吉高由里子「星降る夜に」は「silent」の二番煎じにあらず 際立つのは“大石脚本”の巧みさ
テレビコラムニストの亀井徳明氏は「数字は誤差の範囲内だし、視聴率で作品の優劣はつけられない」と前置きしつつ、「『星降る』にいちばんチャレンジ精神を感じました」と、こう言う。

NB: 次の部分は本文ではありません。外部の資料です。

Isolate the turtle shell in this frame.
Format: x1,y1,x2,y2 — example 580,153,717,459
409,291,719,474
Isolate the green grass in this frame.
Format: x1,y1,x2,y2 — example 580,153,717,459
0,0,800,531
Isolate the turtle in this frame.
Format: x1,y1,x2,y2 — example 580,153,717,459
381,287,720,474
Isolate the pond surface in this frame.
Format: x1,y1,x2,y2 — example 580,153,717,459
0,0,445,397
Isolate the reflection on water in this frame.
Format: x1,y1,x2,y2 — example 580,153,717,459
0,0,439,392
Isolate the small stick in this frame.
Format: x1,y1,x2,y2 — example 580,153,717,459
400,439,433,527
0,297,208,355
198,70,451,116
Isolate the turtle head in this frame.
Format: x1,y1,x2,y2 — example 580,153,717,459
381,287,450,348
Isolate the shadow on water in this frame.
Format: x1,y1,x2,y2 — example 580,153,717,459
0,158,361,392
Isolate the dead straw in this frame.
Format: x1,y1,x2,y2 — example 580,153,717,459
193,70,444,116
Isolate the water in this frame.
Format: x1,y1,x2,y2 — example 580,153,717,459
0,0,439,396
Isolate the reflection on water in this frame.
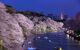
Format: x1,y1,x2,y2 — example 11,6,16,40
33,33,80,50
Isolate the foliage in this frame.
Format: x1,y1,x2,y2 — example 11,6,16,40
17,11,44,17
6,5,16,14
46,26,52,32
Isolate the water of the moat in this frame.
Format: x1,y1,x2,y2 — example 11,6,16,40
22,32,80,50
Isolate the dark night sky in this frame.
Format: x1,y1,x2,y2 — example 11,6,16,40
0,0,80,16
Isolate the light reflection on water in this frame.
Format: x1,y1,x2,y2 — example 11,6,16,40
33,33,80,50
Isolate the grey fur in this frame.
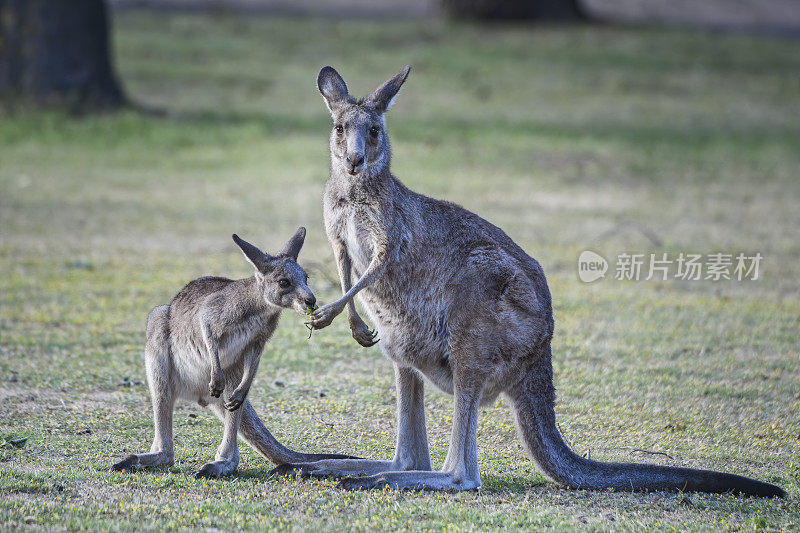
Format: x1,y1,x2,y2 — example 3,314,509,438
278,67,783,496
112,228,347,478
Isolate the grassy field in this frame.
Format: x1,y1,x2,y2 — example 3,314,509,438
0,12,800,531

「冒頭で音のない世界からのいきなりのキス、そしてゲロなど賛否はあると思いますが。ヒロインの相手(北村匠海)の聴覚障がいを“哀しみ”や“障壁”としてではなく、“個性”として扱おうという姿勢を感じました。しかも初回からキスさせておきながら、産婦人科医(吉高)と遺品整理士(北村)ということで“生と死”についても考えさせる場面もつくり、中高年のドラマ好きにも刺さるような要素も十分あります」
ネット上でも《恋愛ドラマなのに親の死について考えてしまった》《45歳の新人産婦人科医のおディーン様(ディーン・フジオカ)、北村くんと手話でカジュアルな話をするバーチー(千葉雄大)など、贅沢なサブキャラが効いてる》なんて支持する声が優勢だ。中には《『silent』の二番煎じかと思った自分を恥じた》なんて声も。
「恋愛感情のない美男美女を偶然出会わせておいてだんだん盛り上げるのが恋愛ドラマの王道ですが、ファンタジーとリアリティーの微妙なさじ加減でハマるか、シラケるかが分かれるところ。視聴者の好みや立場やその時の気分で解釈は変わるものですが、『星降る』には制作サイドのオーダーも聞き入れながら個性もしっかり出すという“大石脚本”の巧みさ、ベテランならではの凄さを感じましたね」(亀井氏)
恋を“遠い日の花火”と思っているオジサンには、「星降る夜に」がハマるかも。